El abogado del empresario, Maurizio Basile, explicó que en la cárcel le dijeron que estaba acusado de terrorismo y que relató “una detención realmente dura”.

En otro orden, grupos de familiares de presos políticos instalaron el lunes por la noche un campamento a las afueras de la cárcel de El Rodeo I, en las cercanías de Caracas, para exigir la liberación de detenidos anunciada por el régimen chavista encabezado por la mandataria interina Delcy Rodríguez, en medio de reclamos por la lentitud del proceso y la falta de información oficial.
Decenas de familias se trasladaron hasta ese penal luego de que las autoridades anunciaran el jueves pasado la liberación de un “número importante” de personas detenidas por razones políticas, tras el derrocamiento del ex dictador Nicolás Maduro en una operación estadounidense. Los parientes permanecen en el lugar desde entonces, con varias noches de espera, durmiendo en autos o a la intemperie, con bajas temperaturas y sin presencia policial en una zona considerada peligrosa.

El Ministerio de Servicios Penitenciarios informó que suman 116 excarcelaciones, aunque organizaciones no gubernamentales y partidos de oposición solo confirmaron hasta ahora cifras sensiblemente menores. Según datos de Foro Penal, hasta la noche del lunes se verificaron entre 49 y 56 liberaciones, mientras que la Plataforma Unitaria Democrática (PUD) registró hasta 73.

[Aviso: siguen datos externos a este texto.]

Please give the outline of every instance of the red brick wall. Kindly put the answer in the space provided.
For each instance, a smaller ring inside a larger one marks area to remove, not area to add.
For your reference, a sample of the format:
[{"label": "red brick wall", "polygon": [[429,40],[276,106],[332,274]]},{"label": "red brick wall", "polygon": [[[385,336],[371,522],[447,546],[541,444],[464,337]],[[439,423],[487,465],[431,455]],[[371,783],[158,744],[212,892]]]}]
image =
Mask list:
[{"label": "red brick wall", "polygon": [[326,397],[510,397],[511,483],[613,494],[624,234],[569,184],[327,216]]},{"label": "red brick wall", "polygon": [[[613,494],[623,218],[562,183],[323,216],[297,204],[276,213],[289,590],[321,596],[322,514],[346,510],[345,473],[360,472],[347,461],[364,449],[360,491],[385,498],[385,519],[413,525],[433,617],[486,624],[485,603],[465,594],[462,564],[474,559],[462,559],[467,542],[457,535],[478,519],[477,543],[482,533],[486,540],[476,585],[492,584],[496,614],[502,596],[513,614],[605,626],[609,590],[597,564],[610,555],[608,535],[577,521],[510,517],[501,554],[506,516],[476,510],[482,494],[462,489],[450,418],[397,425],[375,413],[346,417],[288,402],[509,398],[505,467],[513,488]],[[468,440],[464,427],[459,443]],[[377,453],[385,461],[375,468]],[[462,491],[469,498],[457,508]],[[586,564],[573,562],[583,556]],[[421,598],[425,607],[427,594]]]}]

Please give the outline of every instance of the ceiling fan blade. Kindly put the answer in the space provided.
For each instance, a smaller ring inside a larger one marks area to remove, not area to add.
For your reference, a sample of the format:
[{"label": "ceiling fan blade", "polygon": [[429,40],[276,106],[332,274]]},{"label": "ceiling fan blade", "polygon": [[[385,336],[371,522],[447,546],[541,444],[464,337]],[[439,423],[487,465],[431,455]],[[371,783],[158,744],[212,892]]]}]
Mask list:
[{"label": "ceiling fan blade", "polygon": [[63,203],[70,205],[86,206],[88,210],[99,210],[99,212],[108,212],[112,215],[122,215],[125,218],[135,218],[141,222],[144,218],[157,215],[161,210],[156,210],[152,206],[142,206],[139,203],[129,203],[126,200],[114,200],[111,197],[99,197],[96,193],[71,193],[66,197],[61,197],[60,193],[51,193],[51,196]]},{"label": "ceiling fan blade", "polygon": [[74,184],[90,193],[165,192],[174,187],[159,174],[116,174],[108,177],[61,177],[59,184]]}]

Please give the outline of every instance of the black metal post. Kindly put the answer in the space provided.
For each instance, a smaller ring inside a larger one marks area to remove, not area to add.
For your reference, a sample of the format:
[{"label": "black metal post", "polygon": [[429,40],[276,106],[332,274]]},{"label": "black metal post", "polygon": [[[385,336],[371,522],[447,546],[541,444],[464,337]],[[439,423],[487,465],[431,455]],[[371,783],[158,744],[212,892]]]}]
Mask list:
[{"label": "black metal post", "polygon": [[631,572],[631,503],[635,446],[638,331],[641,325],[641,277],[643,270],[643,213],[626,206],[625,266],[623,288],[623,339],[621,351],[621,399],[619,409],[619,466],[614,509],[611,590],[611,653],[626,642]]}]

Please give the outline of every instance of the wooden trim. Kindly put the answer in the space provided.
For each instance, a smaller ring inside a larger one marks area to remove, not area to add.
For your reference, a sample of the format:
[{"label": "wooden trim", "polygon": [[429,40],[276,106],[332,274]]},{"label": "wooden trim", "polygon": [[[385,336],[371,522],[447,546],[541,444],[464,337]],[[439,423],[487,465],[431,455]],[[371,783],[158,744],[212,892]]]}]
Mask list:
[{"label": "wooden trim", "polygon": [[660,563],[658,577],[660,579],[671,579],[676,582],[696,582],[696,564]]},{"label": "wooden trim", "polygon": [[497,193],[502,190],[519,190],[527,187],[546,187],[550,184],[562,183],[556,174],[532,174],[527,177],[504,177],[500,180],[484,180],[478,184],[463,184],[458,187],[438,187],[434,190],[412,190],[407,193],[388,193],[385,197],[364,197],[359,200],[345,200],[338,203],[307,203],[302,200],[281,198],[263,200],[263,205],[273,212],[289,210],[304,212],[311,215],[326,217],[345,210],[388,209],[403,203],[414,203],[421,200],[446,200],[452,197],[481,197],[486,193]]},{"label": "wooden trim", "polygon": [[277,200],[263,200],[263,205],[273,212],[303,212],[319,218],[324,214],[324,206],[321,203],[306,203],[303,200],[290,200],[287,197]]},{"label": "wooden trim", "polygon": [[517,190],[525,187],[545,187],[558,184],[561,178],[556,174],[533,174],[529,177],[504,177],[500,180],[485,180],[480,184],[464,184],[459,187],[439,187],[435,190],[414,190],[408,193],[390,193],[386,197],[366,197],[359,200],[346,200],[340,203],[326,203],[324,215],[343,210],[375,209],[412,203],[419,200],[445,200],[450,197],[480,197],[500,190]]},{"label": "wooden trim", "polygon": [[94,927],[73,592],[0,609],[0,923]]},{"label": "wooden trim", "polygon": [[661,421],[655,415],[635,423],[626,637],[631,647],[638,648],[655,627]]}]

Organizaciones de defensa de derechos humanos estiman entre 800 y 1.200 las personas detenidas por razones políticas en el país.
En las inmediaciones de El Rodeo I, unas 15 tiendas de campaña se extienden en dos hileras sobre un plástico negro. Una pancarta al frente resume el reclamo: “Liberen a todos los presos políticos”. La ONG Comité por la Libertad de los Presos Políticos entregó las carpas y 25 colchones, ubicados en un área techada cercana a pequeños negocios de comida.